Well, given the current discussion in the Valley, it seems the Government's public education effort was a total failure. For example, Dr. Christiana Abraham wrote in an opinion piece in last week's edition of the Sun that accountability and guarantees have not been provided by the government. She wrote: "One of the important issues this raises is who is/will be responsible for any short and long-term harm done to residents of Laudat and the Roseau Valley. If people are made sick, or God forbid, killed because of air or water contamination, land subsidence or volcanic activity, who will assume responsibility? The Iceland Drilling Company? The Government of Dominica? The funding agencies? People want to know what health and safety guarantees have been put in place and who will be responsible for continuous health, and environmental monitoring?"
Additionally, Gary Shillingford, a resident of Laudat and a lead spokesman of the "protest", probably missed all important aspects of the village consultations and public awareness campaign since he told the national station, DBS Radio, that "we want to be aware of what is going to happen, we want to know what you getting in the ground, we want to know that it is going to be safe. If it is safe and viable, then fine. Our main concern is the safety of our people."

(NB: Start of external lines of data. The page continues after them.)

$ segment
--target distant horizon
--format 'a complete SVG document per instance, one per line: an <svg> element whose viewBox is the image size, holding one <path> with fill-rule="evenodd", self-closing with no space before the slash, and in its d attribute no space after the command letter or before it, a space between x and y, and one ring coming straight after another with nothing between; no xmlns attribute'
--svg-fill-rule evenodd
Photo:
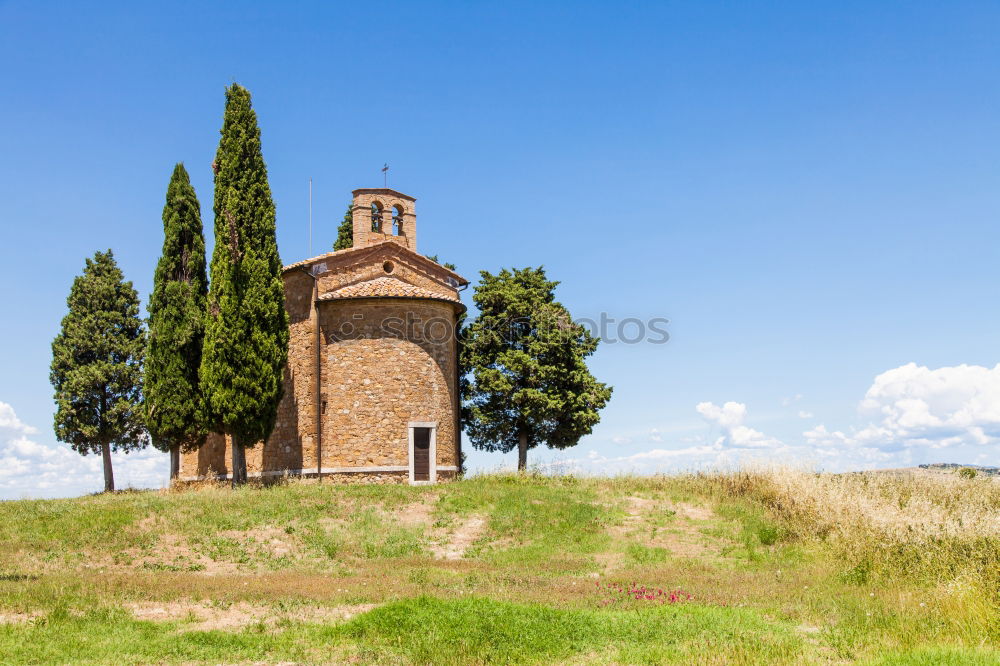
<svg viewBox="0 0 1000 666"><path fill-rule="evenodd" d="M147 450L147 452L148 452L148 450ZM147 485L136 486L136 485L130 485L130 484L127 484L127 483L126 484L118 483L117 484L118 487L117 487L116 492L118 492L118 493L130 493L130 492L147 492L147 491L150 491L150 492L169 491L170 490L170 479L169 479L170 474L169 474L169 469L168 469L169 460L167 460L167 454L159 452L159 451L157 451L156 453L159 454L159 457L163 458L163 461L162 461L163 462L163 480L162 480L162 484L161 485L154 486L154 485L148 485L148 483L147 483ZM116 461L115 461L115 465L116 465L115 466L115 470L116 470L116 478L117 478L118 477L117 470L119 470L119 469L127 469L127 466L128 466L127 457L130 454L114 454L114 455L117 458ZM90 456L90 457L94 458L96 460L100 460L100 458L97 457L97 456ZM543 467L544 468L548 468L548 469L541 469ZM777 462L768 462L768 461L759 461L759 462L755 463L755 462L751 461L750 463L748 463L746 465L737 465L737 466L728 466L728 467L726 465L718 465L718 466L717 465L706 465L706 466L704 466L702 468L692 468L692 469L680 469L680 468L678 468L678 469L669 469L669 470L619 471L619 472L614 472L614 473L602 473L602 472L593 471L593 470L562 469L561 468L561 461L559 461L559 460L554 460L554 461L545 463L543 465L533 464L533 463L531 463L530 458L529 458L528 473L529 474L541 473L542 476L576 476L576 477L582 477L582 478L589 478L589 477L614 478L614 477L619 477L619 476L642 476L642 477L646 477L646 476L679 476L679 475L684 475L684 474L696 474L696 473L699 473L699 472L702 472L702 473L704 473L704 472L725 472L725 471L732 471L734 469L754 469L754 468L758 468L758 467L768 467L768 468L770 468L770 467L781 467L781 468L788 468L788 469L808 469L809 471L817 472L817 473L820 473L820 474L856 474L856 473L859 473L859 472L911 471L911 470L925 469L925 468L928 468L928 467L949 467L949 468L950 467L954 467L954 468L958 468L958 469L963 468L963 467L971 467L971 468L976 469L977 471L980 471L980 472L987 472L988 476L997 476L998 480L1000 480L1000 466L976 465L974 463L949 463L949 462L921 463L919 465L913 465L913 466L910 466L910 467L875 467L875 468L867 468L867 469L846 469L846 470L841 470L841 471L838 471L838 472L831 472L829 470L809 468L808 465L797 464L796 461L791 461L791 462L788 462L788 463L777 463ZM467 471L466 472L466 476L468 476L468 477L480 476L480 475L490 475L490 474L517 474L517 460L516 459L512 460L508 464L502 465L502 466L501 465L497 465L497 466L493 466L493 467L482 467L482 468L476 469L474 471ZM299 480L301 480L304 483L316 483L317 482L315 477L299 477L299 476L295 476L295 475L290 475L288 478L291 481L299 481ZM148 477L147 477L147 479L148 479ZM251 475L251 482L257 482L257 478L253 477ZM100 483L102 483L102 481L101 481L101 479L100 479L100 477L98 475L98 476L95 477L95 486L99 485ZM193 484L193 486L203 485L205 483L212 483L212 482L195 482ZM221 484L221 485L225 486L225 485L228 485L229 482L226 481L226 480L224 480L224 479L221 479L221 480L219 480L219 481L217 481L215 483L218 483L218 484ZM329 477L327 475L324 475L324 479L323 479L323 481L321 483L325 483L325 484L331 485L331 486L343 485L342 483L338 483L336 480L329 479ZM43 495L37 495L37 496L22 495L22 496L19 496L19 497L0 497L0 502L20 502L20 501L34 501L34 500L77 499L77 498L81 498L81 497L90 497L90 496L96 496L96 495L101 495L101 494L103 494L103 491L100 488L97 488L97 489L95 489L93 491L90 491L90 492L68 494L68 495L43 494Z"/></svg>

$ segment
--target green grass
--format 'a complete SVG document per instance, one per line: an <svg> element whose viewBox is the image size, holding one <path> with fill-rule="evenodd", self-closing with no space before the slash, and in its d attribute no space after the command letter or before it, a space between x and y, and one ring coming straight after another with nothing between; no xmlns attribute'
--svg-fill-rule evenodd
<svg viewBox="0 0 1000 666"><path fill-rule="evenodd" d="M506 544L482 551L501 566L553 568L559 573L589 571L591 555L608 544L605 526L613 511L596 502L593 488L573 477L503 475L488 482L452 484L438 502L438 516L489 515L487 543Z"/></svg>
<svg viewBox="0 0 1000 666"><path fill-rule="evenodd" d="M802 640L746 609L658 606L628 611L558 609L490 599L419 597L387 604L338 632L375 661L528 663L583 654L619 663L690 663L706 636L729 661L792 662ZM445 647L447 646L447 647Z"/></svg>
<svg viewBox="0 0 1000 666"><path fill-rule="evenodd" d="M0 625L5 663L130 664L256 661L283 654L304 659L308 645L294 632L178 632L175 625L142 622L122 610L85 613L57 609L30 626Z"/></svg>
<svg viewBox="0 0 1000 666"><path fill-rule="evenodd" d="M27 628L0 626L3 654L24 663L321 661L352 655L377 663L537 663L602 655L620 663L690 663L706 636L734 662L792 663L802 640L754 611L701 606L636 611L549 608L489 599L418 597L346 624L288 623L276 630L178 631L127 612L50 612Z"/></svg>
<svg viewBox="0 0 1000 666"><path fill-rule="evenodd" d="M670 551L666 548L643 546L638 543L630 543L625 552L629 560L635 564L654 564L670 559Z"/></svg>
<svg viewBox="0 0 1000 666"><path fill-rule="evenodd" d="M764 481L690 476L2 502L0 663L1000 663L997 537L912 560L792 509ZM473 522L464 557L434 556ZM633 582L693 599L607 587ZM191 610L135 614L169 604ZM207 630L206 608L264 621Z"/></svg>

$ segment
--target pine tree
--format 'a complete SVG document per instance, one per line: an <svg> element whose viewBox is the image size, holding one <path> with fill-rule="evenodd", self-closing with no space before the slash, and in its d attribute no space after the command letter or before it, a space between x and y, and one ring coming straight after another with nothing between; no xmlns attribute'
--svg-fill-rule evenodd
<svg viewBox="0 0 1000 666"><path fill-rule="evenodd" d="M77 453L100 453L104 490L115 489L111 452L148 443L142 422L146 334L139 296L111 250L87 259L66 300L69 313L52 341L55 433Z"/></svg>
<svg viewBox="0 0 1000 666"><path fill-rule="evenodd" d="M174 167L163 207L163 253L149 297L149 345L143 391L153 446L170 452L170 478L181 449L205 440L198 371L205 335L205 237L201 206L183 164Z"/></svg>
<svg viewBox="0 0 1000 666"><path fill-rule="evenodd" d="M354 247L354 217L351 213L351 206L352 204L347 204L347 212L344 213L344 219L340 221L340 226L337 227L337 240L333 242L334 251Z"/></svg>
<svg viewBox="0 0 1000 666"><path fill-rule="evenodd" d="M600 420L611 387L598 382L586 357L598 339L555 300L558 282L542 268L486 271L473 294L479 315L461 346L463 417L472 445L486 451L575 446Z"/></svg>
<svg viewBox="0 0 1000 666"><path fill-rule="evenodd" d="M221 135L201 385L209 423L232 438L235 486L246 482L245 449L274 429L288 315L257 114L235 83L226 89Z"/></svg>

It is our view the extraction of geothermal energy from the hot rocks below the ground may be a safe and economically viable venture, if the technicians know what they were doing and took the necessary precautions. In fact engineer Washway Douglas, (Mr. Blackmore accused him of wishing to "wash away" the geothermal project in the Roseau Valley) contended in a press release that "Dominica has huge potential of geothermal energy, and with the neighbouring French islands of Martinique and Guadeloupe huge demand for inexpensive clean energy, Dominica has a great opportunity to supply these islands with clean energy while significantly lowering the price of electricity in Dominica."
So, if Mr Blackmore has done all that he said his ministry has done, why is the Government of Dominica having a crisis on its hands with regard to its project in the Roseau Valley? Douglas believes that "a lack of inclusion/transparency caused the current anxiety.
We agree and we add that the geothermal crisis is a manifestation of an acute lack of trust and confidence in government's ability to undertake projects in the interest of the people. In other words, no matter what Mr Blackmore says, the people in the Roseau Valley do not trust him and his government. And that is probably applicable to other communities in Dominica since they have been victims of graft, corruption and the legal machinations of contemporary politicians. The society has lost confidence not only in its politicians but also the private sector, schools, police, lawyers, judges as well as the church and the press.
Social scientists contend that a shared sense of trust, a basic belief in the cooperativeness and unselfishness of human nature, is vital to building a strong civil society. Trust, they argue, is the glue that binds society together.